11th Oct 2024 08:51
(Sharecast News) - JPMorgan Cazenove has cut its recommendation for Vistry from 'overweight' to 'neutral' and slashed its target price more than a third after a profit warning from the housebuilder on Tuesday, saying that the company needs to "restore confidence" among investors.
Vistry's share price has now tumbled nearly 30% in three days after the company revealed that it had underestimated build costs on nine schemes in its Southern Division, meaning that full-year adjusted pre-tax profit would be £80m lower than previous estimates.
"We had previously turned positive on Vistry in our Spring Refresh repot as we saw it benefitting from a boost in affordable housing, which remains the case, as well as increasing interest from domestic investors on its Partnerships model. We also thought that investor scepticism on the company's ability to execute against its targets [...] would provide a backdrop for Vistry to positively surprise against," JPMorgan Cazenove said in a research note.

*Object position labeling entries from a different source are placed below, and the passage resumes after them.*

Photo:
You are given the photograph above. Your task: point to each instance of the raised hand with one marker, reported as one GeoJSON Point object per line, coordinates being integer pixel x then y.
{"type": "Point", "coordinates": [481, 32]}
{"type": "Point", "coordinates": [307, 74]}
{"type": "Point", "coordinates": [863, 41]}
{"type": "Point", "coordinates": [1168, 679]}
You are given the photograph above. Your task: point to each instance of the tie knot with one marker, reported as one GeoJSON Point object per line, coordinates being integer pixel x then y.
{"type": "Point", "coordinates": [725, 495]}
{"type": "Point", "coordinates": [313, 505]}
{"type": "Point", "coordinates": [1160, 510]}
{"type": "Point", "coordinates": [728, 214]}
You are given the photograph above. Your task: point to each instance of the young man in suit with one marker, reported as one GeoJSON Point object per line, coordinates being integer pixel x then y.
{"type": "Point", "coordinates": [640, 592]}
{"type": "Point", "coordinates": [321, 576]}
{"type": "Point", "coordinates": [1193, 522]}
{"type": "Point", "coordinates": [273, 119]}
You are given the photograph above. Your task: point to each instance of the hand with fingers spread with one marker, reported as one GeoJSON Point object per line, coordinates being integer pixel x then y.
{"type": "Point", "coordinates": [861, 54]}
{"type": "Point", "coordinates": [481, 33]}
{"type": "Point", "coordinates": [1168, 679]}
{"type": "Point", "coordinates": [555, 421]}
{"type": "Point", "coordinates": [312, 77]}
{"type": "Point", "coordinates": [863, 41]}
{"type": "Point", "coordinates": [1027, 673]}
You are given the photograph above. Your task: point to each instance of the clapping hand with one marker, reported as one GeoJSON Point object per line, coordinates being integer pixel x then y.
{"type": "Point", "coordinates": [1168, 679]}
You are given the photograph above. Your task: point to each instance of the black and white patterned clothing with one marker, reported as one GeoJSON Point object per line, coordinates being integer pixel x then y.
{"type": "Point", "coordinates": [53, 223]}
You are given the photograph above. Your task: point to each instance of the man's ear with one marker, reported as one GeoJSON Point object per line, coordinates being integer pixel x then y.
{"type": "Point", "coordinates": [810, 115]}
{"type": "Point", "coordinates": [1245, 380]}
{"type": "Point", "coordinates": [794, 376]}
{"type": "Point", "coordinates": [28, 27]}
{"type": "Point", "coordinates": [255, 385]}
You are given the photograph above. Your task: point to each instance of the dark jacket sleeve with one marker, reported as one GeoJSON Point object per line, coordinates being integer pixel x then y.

However, the bank said that this week's profit warning will leave Vistry's "financial credibility requiring some time to rebuild". While Vistry said this was a one-off event, JPMorgan questioned whether this was a "broader issue" within the company.
"We see little scope for outperformance in the near term, with the company likely needing to go through a period of rebuilding financial credibility and restoring confidence to attract investors," the bank said.
JPMorgan cut its target price to just 970p from 1,550p previously.